Ekonomi Ve Sosyal Göstergelerin Yanıltıcılığı Üzerine: GDO’lu Vatandaşlar
Vallahi bıktım.. "Bu kadar insan tatil mekânlarını hınca hınç dolduruyorsa demek ki millette para var ekonomide problem yok" anlayışı artık insanı sinir ediyor. Türkiye’nin toplam turizm yatak kapasitesi 1.7 milyon civarındaymış -veriler öyle söylüyor-. Şimdi, 85 milyonluk bir ülkenin sadece yüzde 10’luk bir kesimi bu tatil imkânlarından yararlanabiliyorsa, geriye kalan yüzde 90’ın durumu göz ardı ediliyor demektir.
Düşünün, bu küçük kesim bir hareketlenme gösterdiğinde, ülkedeki tüm tatil beldeleri ve kafeler doluyor. Ancak, bu görüntü sadece bir yanılsamadan ibaret sayın vatandaşlar. Çünkü asıl ekonomik sıkıntı çeken büyük çoğunluk, yani %90, bu imkânlara erişim sağlayamıyor. Dolayısıyla, tatil beldelerine bakarak yapılan ekonomik analizler yüzeysel kalıyor. Asıl değerlendirilmesi gereken geniş kitlelerin alım gücü, gelir dağılımındaki eşitsizlik ve temel ihtiyaçlara erişim zorluklarıdır. Hadi çapınız yetiyorsa bunu yorumlayın bakalım da görelim.

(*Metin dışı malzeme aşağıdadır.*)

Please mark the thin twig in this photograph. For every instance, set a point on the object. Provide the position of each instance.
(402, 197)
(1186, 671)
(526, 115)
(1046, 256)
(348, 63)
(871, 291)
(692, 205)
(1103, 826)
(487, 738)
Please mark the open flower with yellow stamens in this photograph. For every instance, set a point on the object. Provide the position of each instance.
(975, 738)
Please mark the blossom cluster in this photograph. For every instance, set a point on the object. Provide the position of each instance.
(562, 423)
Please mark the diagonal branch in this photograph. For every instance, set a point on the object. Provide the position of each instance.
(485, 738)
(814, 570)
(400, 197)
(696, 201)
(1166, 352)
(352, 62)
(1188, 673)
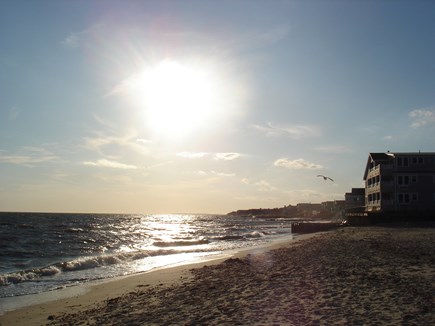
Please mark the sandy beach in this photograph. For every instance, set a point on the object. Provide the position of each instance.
(351, 276)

Pazarda alışveriş yaparken 2 -3 liranın hesabını yapan insanlarsınız. Artık kendinize gelin!
Neden Bu Bakış Yanıltıcı?
Çünkü gıdalar GDO’lu olunca insanlara sirayet ediyor! Neyse… Bu tür göstergelere odaklanan kılçıklı analizler, gerçek ekonomik sorunları göz ardı ediyor ve bu etkisizliğin olumsuz etkileri bilinçli vatandaşlara da yansıyor.
Özellikle büyük şehirlerdeki lüks restoranlar, AVM’ler ya da PAHALI ARAÇLARIN TRAFİKTEKİ YOĞUNLUĞU, ülke genelinin REFAH SEVİYESİNİ YANSITMAZ.

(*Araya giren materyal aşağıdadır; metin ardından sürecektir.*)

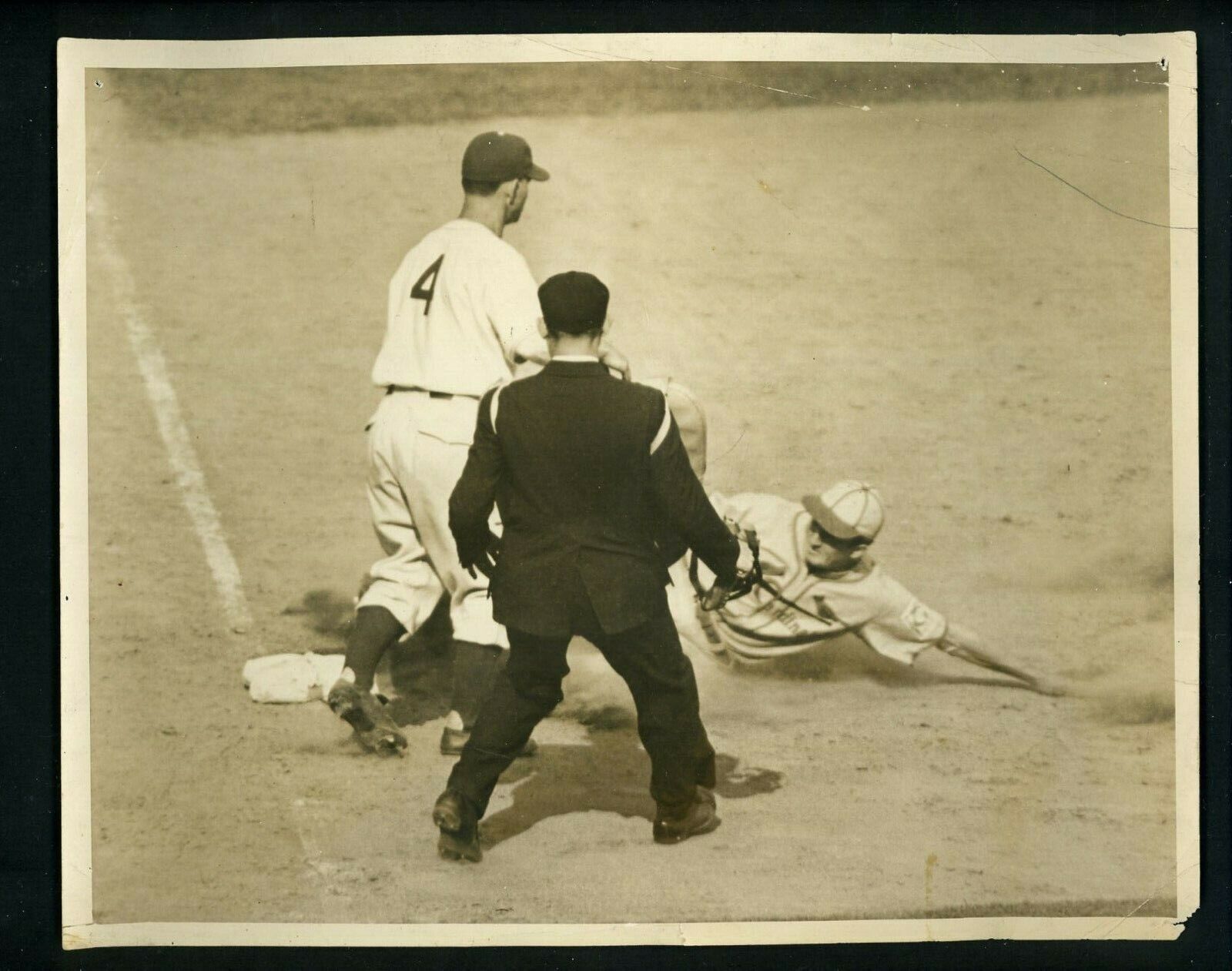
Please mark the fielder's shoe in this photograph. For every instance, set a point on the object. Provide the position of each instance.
(460, 831)
(367, 715)
(454, 741)
(698, 819)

Bu tür göstergeler, sadece toplumun üst tabakasının yaşadığı bir refah balonunun izlerini sunar. Daha basit tabir ile gelir adaletsizliğinin bir göstergesidir bu! Gerçek ekonomi ise toplumun geneline yayılan bir refah anlayışını gerektirir. Eğer geniş halk kesimleri yüksek enflasyon, artan borçlanma ve azalan alım gücü ile baş etmeye çalışıyorsa, ekonomide ciddi sorunlar var demektir. Daha doğrusu oraya mensup olan, ekonominin öznesi olan bölge insanında ciddi ahlaki ve nörolojik sorunları var demektir.

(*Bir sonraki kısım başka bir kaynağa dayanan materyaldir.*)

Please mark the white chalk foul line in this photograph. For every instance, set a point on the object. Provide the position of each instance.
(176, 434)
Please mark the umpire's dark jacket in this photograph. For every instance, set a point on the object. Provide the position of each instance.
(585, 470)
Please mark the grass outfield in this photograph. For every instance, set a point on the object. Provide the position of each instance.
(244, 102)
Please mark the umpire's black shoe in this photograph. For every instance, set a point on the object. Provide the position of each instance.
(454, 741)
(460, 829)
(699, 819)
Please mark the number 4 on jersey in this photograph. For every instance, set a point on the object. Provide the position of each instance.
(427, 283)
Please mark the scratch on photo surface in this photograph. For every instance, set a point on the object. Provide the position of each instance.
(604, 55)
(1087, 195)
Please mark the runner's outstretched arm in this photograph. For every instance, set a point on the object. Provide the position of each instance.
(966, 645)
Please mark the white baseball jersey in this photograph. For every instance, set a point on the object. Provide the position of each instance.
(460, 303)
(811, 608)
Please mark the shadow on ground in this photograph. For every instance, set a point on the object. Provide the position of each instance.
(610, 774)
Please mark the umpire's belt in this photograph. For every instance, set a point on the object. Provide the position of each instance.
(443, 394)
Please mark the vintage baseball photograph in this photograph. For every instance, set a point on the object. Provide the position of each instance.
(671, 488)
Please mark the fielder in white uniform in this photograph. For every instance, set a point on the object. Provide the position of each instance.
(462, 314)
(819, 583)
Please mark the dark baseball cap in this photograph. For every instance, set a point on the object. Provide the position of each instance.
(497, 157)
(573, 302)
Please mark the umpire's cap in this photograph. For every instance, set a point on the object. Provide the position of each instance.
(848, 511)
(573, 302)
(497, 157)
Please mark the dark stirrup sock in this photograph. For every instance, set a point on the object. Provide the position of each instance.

Gerçek Ekonomi Ne Söylüyor?
Ekonomiyi anlamak için birkaç otel doluluğu ya da lüks kafelerdeki müşteri sayısından fazlasına ihtiyacımız var. Asıl ekonomi, geniş kitlelerin alım gücü, hanehalkı gelir düzeyi, işsizlik oranı ve en önemlisi de insanların temel ihtiyaçlarını karşılama kapasiteleriyle değerlendirilir. Türkiye'de gelir dağılımındaki adaletsizlik, yoksulluk sınırının altında yaşayan büyük bir kesimin varlığı, ekonominin gerçeğini ortaya koyuyor.
Sonuç olarak, ekonomi değerlendirmeleri yapılırken toplumun %10’una odaklanarak, %90’ı göz ardı etmek, hem ekonomik hem de sosyolojik anlamda ciddi bir hatadır. Sorunları derinlemesine inceleyip, çözüm odaklı yaklaşımlar geliştirmek, bizi yanıltıcı göstergelerden kurtararak, daha gerçekçi ve kalıcı çözümlere ulaştıracaktır. Bu son öneri cümlesini de sadece Allah rızası için söyledim, Allah’ın vermiş olduğu akıl nimetini göz ardı edenlere.